La dirigente scolastica Donatella Ambrosio, in seguito all'accaduto, ha richiesto la presenza dei carabinieri per garantire la sicurezza durante il ritorno a scuola. La situazione, già tesa, è stata ulteriormente aggravata dalle accuse inventate e diffuse sui social e nelle chat dei genitori, che hanno alimentato un clima di sospetto e rabbia ingiustificata. Giuseppe Lavenia, psicoterapeuta e presidente dell’Associazione Nazionale Dipendenze Tecnologiche e Cyberbullismo, ha commentato l'episodio sottolineando come tali chat siano il riflesso di una società che fatica a gestire le proprie frustrazioni.

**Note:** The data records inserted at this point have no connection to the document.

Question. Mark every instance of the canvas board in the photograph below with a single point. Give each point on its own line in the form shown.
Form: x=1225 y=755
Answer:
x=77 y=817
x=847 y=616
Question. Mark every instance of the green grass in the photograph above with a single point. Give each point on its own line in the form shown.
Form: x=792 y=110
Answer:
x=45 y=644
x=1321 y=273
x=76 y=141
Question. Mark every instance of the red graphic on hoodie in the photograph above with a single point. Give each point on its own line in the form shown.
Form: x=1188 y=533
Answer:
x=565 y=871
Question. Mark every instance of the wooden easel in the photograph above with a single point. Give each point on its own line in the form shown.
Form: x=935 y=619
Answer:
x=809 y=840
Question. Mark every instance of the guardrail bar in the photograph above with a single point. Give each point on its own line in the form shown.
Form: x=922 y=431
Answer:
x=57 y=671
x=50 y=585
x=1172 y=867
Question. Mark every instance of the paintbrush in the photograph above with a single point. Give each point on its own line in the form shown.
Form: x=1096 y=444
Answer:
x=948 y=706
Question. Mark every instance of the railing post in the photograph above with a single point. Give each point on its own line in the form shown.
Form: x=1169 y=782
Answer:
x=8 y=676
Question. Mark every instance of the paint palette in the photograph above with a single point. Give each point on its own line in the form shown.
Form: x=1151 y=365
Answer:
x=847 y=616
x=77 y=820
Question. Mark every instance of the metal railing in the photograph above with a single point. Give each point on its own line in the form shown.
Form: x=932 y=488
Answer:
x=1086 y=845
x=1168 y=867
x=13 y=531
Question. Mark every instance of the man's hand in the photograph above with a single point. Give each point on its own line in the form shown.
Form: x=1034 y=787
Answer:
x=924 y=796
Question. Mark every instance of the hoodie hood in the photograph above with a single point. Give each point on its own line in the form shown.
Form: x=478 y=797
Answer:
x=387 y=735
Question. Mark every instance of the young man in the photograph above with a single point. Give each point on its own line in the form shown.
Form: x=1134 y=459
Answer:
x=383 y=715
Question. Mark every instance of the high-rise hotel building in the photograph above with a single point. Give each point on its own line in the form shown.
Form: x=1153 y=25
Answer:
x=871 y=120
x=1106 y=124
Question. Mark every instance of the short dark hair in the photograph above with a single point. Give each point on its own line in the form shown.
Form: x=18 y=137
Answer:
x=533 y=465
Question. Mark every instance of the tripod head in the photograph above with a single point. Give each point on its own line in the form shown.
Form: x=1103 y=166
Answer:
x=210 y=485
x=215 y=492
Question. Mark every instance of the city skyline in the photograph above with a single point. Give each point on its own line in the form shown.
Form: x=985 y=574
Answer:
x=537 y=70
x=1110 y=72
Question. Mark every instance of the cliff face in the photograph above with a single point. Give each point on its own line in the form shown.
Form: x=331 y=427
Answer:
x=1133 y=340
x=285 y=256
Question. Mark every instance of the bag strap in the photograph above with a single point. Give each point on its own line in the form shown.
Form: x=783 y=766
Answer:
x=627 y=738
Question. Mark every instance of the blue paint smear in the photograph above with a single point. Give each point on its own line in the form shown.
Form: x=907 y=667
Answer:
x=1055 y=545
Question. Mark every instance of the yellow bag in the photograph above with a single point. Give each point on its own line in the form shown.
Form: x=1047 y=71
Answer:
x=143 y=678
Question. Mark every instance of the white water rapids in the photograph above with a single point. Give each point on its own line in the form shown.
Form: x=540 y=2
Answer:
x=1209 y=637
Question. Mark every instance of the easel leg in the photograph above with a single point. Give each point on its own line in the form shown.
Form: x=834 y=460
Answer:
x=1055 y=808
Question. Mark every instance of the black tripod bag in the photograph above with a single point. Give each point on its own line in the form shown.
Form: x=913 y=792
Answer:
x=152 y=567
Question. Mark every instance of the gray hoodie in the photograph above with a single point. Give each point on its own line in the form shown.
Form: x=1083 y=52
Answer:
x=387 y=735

L'aggressione alla docente di sostegno non è un caso isolato. In Italia, le scuole sono sempre più spesso teatro di episodi di violenza, diretti non solo tra studenti, ma anche contro docenti e dirigenti scolastici. Secondo i dati, si sono verificati 133 casi di aggressioni a scuola in un anno, con episodi che vanno dai calci e schiaffi all'uso di coltelli e persino pallini sparati da pistole giocattolo. Le ragioni di tali violenze sono spesso futili, come un voto troppo basso o una nota sul registro.

Il Decreto Caivano, che ha inasprito le pene per chi aggredisce i lavoratori della scuola, ha portato a un cambiamento, ma l'episodio di Castellammare di Stabia dimostra che non è sufficiente. La presenza delle forze dell'ordine fuori dalle scuole in alcune aree a rischio è diventata una necessità per chi vive minacce e vessazioni quotidiane.